Diastereomeric bromides 7 and 8 proved to be surprisingly unreactive toward a variety of standard methods for the generation of benzeneselenolate equivalents. For example, treatment with diphenyl diselenide and NaBH4 in ethanol resulted in recovery of starting material.3 In order to increase the reactivity of the starting material, 7 and 8 were converted to the corresponding iodides (13, 14, Figure 3).1 After exploring a variety of reaction conditions, treatment with diphenyl diselenide and NaH in DMF gave rise to diastereomeric selenides 10 and 11 as well as diastereomeric cyclopropanes (15 and 16, Figure 3). Purification of the reaction mixture has proven to be problematic and optimization of the reaction conditions to produce higher purity product is currently underway.
Figure 3. Reaction of primary iodides 13 and 14.
Tertiary selenide 9 also proved inert to a variety of benzeneselenolate equivalents. A recently reported method for preparing aryl selenides from tertiary alkyl halides using diphenyl diselenide in the presence of InI was also unsuccessful, giving rise to the elimination product (17) as well as alcohol 18. We are currently exploring the use of benzeneselenol in the presence of Lewis acids in order to circumvent this difficulty.4
Figure 4. Reaction of tertiary selenide 9 with benzeneselenolate equivalents.
References
1. “Stereoselective Synthesis of (2S, 3S)-g-Hydroxyvaline Utilising an Asymmetric Radical Hydrogen Bromide Addition,” Easton, C. J.; Merrett, M. C. Tetrahedron 1997, 53, 1151-1156.

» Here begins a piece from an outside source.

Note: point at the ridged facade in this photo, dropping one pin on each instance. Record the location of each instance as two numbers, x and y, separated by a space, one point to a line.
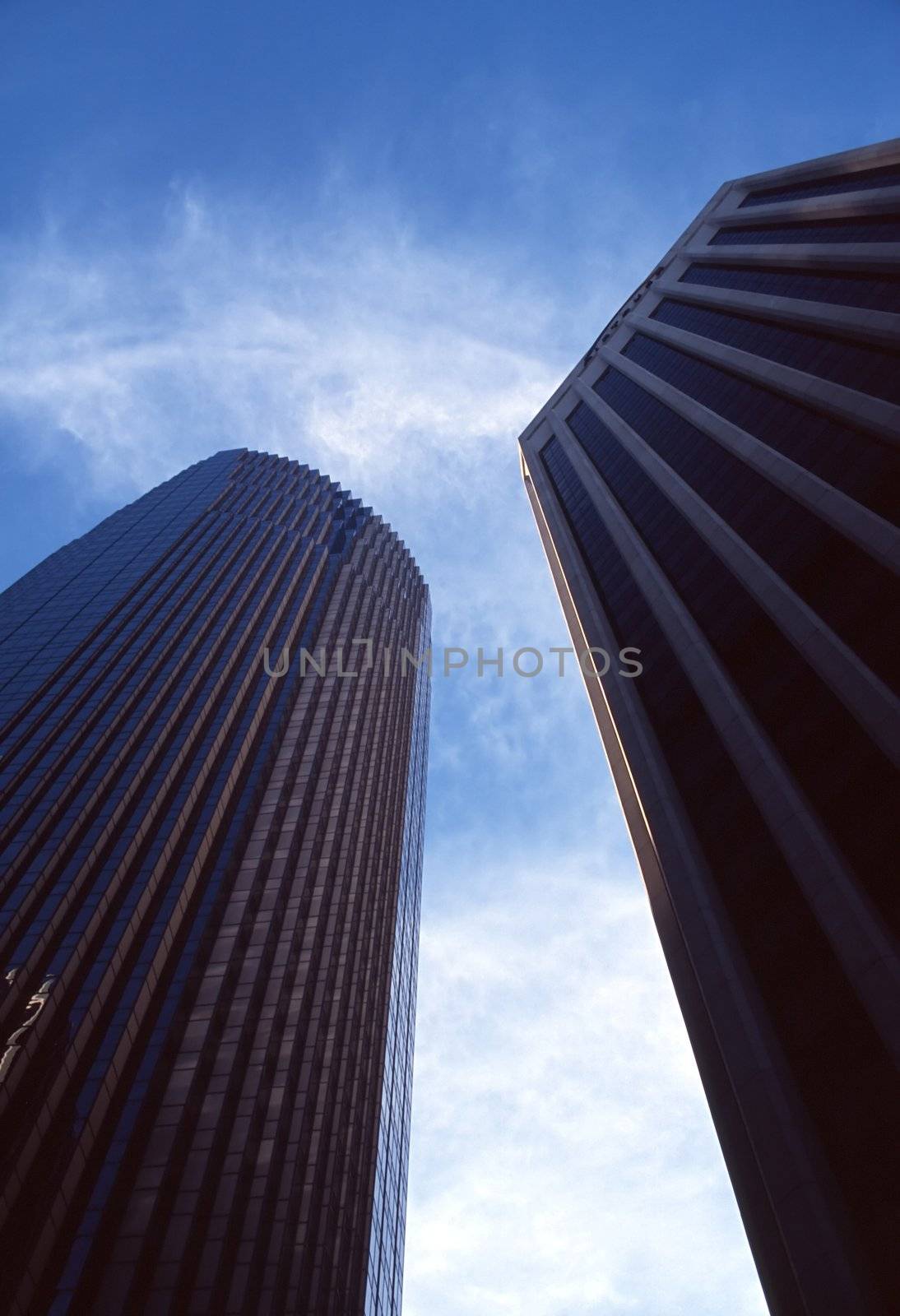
210 903
716 484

2. “Synthesis of Homochiral Hydroxy a-Amino Acid Derivatives,” Easton, C. J.; Hutton, C. A.; Tan, E. W.; Tiekink, E. R. T. Tetrahedron Lett., 1990, 48, 7059-7062.
3. “A Mild Procedure for the Conversion of Epoxides to Allylic Alcohols. The First Organoselenium Reagent,” K. B. Sharpless; Lauer, R. F. J. Am. Chem. Soc. 1973, 95, 2697-2698.
4. “Novel Synthesis of Tertiary Alkyl, Secondary, and Tertiary Benzyl, and Allyl Selenides From the Corresponding Alcohols,” Clarembeau, M.; Krief, A. Tetrahedron Lett. 1984, 33, 3625-3628.